Unnamed: 0,fixed acidity,volatile acidity,citric acid,residual sugar,chlorides,free sulfur dioxide,total sulfur dioxide,density,pH,sulphates,alcohol,quality
2213,7.4,0.17,0.29,1.4,0.047,23.0,107.0,0.9939,3.52,0.65,10.4,6
3375,7.8,0.22,0.26,9.0,0.047,38.0,132.0,0.997,3.25,0.53,10.2,6
4596,6.7,0.53,0.29,4.3,0.069,20.0,114.0,0.99014,3.22,0.59,13.4,6
4360,7.3,0.28,0.35,1.6,0.054,31.0,148.0,0.99178,3.18,0.47,10.7,5
269,5.4,0.59,0.07,7.0,0.045,36.0,147.0,0.9944,3.34,0.57,9.7,6
1900,10.0,0.23,0.27,14.1,0.033,45.0,166.0,0.9988,2.72,0.43,9.7,6
4394,6.3,0.2,0.26,12.7,0.046,60.0,143.0,0.99526,3.26,0.35,10.8,6
4002,6.1,0.25,0.48,15.8,0.052,25.0,94.0,0.99782,3.07,0.45,9.2,6
3477,7.6,0.31,0.24,1.8,0.037,39.0,150.0,0.9913,3.05,0.44,11.8,7
971,6.0,0.27,0.19,1.7,0.02,24.0,110.0,0.9898,3.32,0.47,12.6,7


In [45]:
#train_x[0:10]

In [46]:
#train_y[0:10]

In [47]:
#test_x[0:10]

In [48]:
#test_y[0:10]

### 拟合模型，数据预测，精度评估，记录参数。

In [52]:
def learning(alpha = 0.5, l1_ratio = 0.5):
    with mlflow.start_run():
        lr = ElasticNet(alpha=alpha, l1_ratio=l1_ratio, random_state=42)
        lr.fit(train_x, train_y)

        predicted_qualities = lr.predict(test_x)

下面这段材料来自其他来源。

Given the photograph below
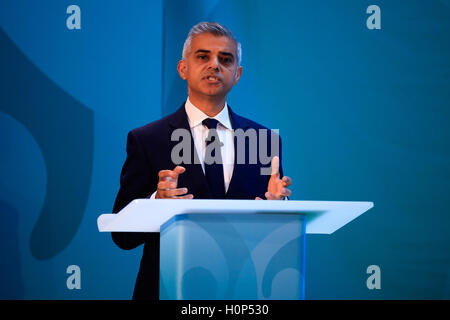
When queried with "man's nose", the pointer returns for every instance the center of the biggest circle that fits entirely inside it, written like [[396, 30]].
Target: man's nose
[[214, 63]]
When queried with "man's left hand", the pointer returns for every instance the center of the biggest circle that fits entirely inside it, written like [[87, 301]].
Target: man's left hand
[[277, 188]]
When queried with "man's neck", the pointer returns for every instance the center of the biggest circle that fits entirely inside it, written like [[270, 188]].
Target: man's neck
[[209, 106]]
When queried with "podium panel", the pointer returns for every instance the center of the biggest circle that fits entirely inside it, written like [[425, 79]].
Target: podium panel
[[232, 256]]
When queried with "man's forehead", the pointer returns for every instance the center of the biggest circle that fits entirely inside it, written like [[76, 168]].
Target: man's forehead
[[211, 42]]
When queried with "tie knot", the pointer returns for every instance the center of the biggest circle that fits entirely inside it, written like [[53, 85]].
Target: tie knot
[[210, 123]]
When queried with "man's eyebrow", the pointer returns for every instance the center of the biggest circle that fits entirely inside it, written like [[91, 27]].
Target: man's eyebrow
[[202, 51], [226, 54], [221, 52]]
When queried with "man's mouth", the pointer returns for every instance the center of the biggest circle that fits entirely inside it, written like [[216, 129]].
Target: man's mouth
[[212, 79]]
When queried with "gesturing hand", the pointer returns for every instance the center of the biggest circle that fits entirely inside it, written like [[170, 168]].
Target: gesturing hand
[[167, 185], [277, 188]]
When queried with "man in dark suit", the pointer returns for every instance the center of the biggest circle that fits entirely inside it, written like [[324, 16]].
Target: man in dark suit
[[211, 67]]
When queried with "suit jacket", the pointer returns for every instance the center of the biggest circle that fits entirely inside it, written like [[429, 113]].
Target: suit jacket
[[149, 151]]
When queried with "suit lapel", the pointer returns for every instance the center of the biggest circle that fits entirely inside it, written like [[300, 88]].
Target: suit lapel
[[193, 178], [238, 123]]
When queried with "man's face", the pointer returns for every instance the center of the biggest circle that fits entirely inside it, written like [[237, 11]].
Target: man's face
[[211, 66]]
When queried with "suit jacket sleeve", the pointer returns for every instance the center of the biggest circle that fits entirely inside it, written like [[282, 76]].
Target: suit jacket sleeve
[[136, 182]]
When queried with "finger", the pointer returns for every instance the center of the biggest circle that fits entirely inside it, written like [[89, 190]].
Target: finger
[[178, 170], [166, 173], [166, 185], [187, 196], [176, 192], [286, 192], [275, 166], [270, 196], [287, 181]]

        (rmse, mae, r2) = eval_metrics(test_y, predicted_qualities)

        #print("Elasticnet model (alpha=%f, l1_ratio=%f):" % (alpha, l1_ratio))
        #print("  RMSE: %s" % rmse)
        #print("  MAE: %s" % mae)
        #print("  R2: %s" % r2)
        print("Elasticnet model (alpha=%f, l1_ratio=%f): \tRMSE: %s, \tMAE: %s, \tR2: %s" % (alpha, l1_ratio,rmse,mae,r2))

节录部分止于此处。